Like it has most years I can remember, February has kind of flown by comparison. This shortest month comes with a furry mascot, a celebration of love, Girl Scout cookies, the start of baseball spring training, and slightly brighter days. Mine probably went especially fast, too, because it included a book launch and the corresponding flurry of activity. My calendar has actually been kind of a hot mess.

But as “not as awful as January” as February is, it does kind of get the shaft, even in leap years like this one. Had I been in Sacrobosco’s place writing a treatise on the convoluted history and problem of calendars (which I assure you no one would call a pretty scholarly work), I also would have included that story about Augustus Caesar lopping off February’s end, because it’s a pretty great one. Of course, it wouldn’t have been true if I’d written it, either.

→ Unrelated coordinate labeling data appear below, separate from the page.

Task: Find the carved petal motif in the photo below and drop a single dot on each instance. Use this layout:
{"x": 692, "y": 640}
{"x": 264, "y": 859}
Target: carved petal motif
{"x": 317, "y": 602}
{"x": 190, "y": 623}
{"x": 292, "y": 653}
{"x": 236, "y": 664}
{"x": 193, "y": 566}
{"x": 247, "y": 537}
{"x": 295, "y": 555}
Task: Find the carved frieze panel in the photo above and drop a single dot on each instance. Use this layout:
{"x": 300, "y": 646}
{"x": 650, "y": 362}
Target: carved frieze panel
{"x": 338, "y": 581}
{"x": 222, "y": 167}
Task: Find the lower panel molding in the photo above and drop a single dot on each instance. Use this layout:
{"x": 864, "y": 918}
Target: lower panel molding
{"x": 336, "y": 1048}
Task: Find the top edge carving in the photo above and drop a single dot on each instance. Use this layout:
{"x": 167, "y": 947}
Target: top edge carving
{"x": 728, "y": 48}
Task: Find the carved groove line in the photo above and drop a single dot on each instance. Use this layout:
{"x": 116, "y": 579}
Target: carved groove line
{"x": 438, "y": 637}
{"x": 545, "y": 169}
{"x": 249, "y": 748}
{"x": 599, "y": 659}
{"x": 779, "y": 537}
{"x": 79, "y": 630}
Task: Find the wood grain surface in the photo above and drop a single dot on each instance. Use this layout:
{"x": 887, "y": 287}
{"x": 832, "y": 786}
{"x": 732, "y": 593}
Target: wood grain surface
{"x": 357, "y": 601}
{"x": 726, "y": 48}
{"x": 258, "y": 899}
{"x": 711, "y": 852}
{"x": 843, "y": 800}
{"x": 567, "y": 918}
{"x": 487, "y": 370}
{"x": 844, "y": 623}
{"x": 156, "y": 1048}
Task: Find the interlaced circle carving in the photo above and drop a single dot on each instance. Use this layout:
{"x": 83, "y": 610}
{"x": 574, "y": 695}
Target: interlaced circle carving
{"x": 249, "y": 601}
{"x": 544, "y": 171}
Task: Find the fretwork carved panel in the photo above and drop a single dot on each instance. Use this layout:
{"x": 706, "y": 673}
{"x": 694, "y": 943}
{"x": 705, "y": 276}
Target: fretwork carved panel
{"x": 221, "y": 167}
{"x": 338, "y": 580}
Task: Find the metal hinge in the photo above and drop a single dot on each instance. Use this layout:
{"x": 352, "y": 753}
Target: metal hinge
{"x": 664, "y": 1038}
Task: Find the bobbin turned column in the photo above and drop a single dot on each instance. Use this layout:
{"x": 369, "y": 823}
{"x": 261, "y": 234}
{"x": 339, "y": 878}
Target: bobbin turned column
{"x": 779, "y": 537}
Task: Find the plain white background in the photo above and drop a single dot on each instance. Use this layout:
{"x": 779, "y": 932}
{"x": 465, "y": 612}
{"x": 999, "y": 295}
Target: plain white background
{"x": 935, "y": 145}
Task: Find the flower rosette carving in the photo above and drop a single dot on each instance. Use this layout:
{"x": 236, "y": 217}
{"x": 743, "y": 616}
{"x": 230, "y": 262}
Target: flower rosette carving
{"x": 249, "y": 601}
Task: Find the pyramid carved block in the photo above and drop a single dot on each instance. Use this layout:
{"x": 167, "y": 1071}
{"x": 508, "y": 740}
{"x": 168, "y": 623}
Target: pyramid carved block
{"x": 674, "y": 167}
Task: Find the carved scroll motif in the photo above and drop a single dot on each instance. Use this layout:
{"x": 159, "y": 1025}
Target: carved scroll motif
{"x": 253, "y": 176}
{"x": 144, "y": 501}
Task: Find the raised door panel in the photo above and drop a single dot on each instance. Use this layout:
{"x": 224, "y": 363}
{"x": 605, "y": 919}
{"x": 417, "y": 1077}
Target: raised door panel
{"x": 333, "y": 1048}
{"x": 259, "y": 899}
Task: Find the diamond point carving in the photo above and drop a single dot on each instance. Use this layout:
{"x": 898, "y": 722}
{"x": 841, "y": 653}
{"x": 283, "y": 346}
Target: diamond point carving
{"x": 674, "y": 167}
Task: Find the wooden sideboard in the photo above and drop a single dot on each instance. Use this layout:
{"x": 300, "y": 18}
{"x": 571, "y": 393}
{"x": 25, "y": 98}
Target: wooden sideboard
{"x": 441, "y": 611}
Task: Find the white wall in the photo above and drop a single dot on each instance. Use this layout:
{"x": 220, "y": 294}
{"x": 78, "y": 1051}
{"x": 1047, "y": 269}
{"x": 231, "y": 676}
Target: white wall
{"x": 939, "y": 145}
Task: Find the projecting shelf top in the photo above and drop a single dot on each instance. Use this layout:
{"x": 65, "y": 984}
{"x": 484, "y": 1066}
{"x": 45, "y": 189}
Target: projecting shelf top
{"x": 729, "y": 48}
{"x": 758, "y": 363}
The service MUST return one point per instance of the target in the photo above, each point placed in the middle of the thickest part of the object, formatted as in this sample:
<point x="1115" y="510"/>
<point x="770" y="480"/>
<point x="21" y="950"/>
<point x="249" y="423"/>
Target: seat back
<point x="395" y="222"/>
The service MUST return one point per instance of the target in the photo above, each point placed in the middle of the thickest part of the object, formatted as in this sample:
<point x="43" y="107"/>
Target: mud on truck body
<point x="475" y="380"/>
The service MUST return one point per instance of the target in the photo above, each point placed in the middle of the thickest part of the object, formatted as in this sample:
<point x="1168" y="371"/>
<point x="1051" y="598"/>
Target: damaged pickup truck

It turns out there’s plenty of evidence that the calendar’s multitude of problematic and somewhat sporadically assigned month lengths predated both Augustus and Julius. The latter did do his level best to fix it, consulting with the astronomer Sosigenes from Egypt to come up with a 365-day year that corrected with a leap day every fourth year.

Gregory XII
Pope Gregory XII, a man whose calendar was not a hot mess. Justus van Gent / Public domain

Not bad. But it didn’t fix the problem indefinitely and it wasn’t until three hundred fifty years after Sacrobosco’s book that Pope Gregory XII made a really good change to the plan. That’s when it was decided that the calendar everyone would use (except for those who didn’t feel like it) would include 365 days, with a leap year every fourth year, except for a century year, unless it could be evenly divided by four hundred.

Simple, no?

But it has more or less worked since then with a large chunk of the world buying in to its use, or at least more or less understanding it so that business can be conducted with relative ease all 365 days, 5 hours, 48 minutes, and 46 seconds of the year.

It’s still not perfect and will need more corrective action over the course of millennia. Evidently the rotation of the earth isn’t even entirely consistent, making our measurement of time a little less precise than we’d probably like to think. But there are astronomers who regularly work on that problem and keep us all on track by occasionally adding an extra one-Mississippi to the clock. I imagine most of us aren’t much bothered.

In fact, other than the approximately 4.2 million “leaplings” world wide who will be celebrating their birthday this Saturday or the hopelessly romantic ladies who will be exploiting a silly tradition and proposing to their fellas, a lot of us probably barely even notice February 29th when it rolls around.

Unless you’re like me and your calendar is a little bit of a hot mess. Personally, I plan to make good use of this February’s extra day.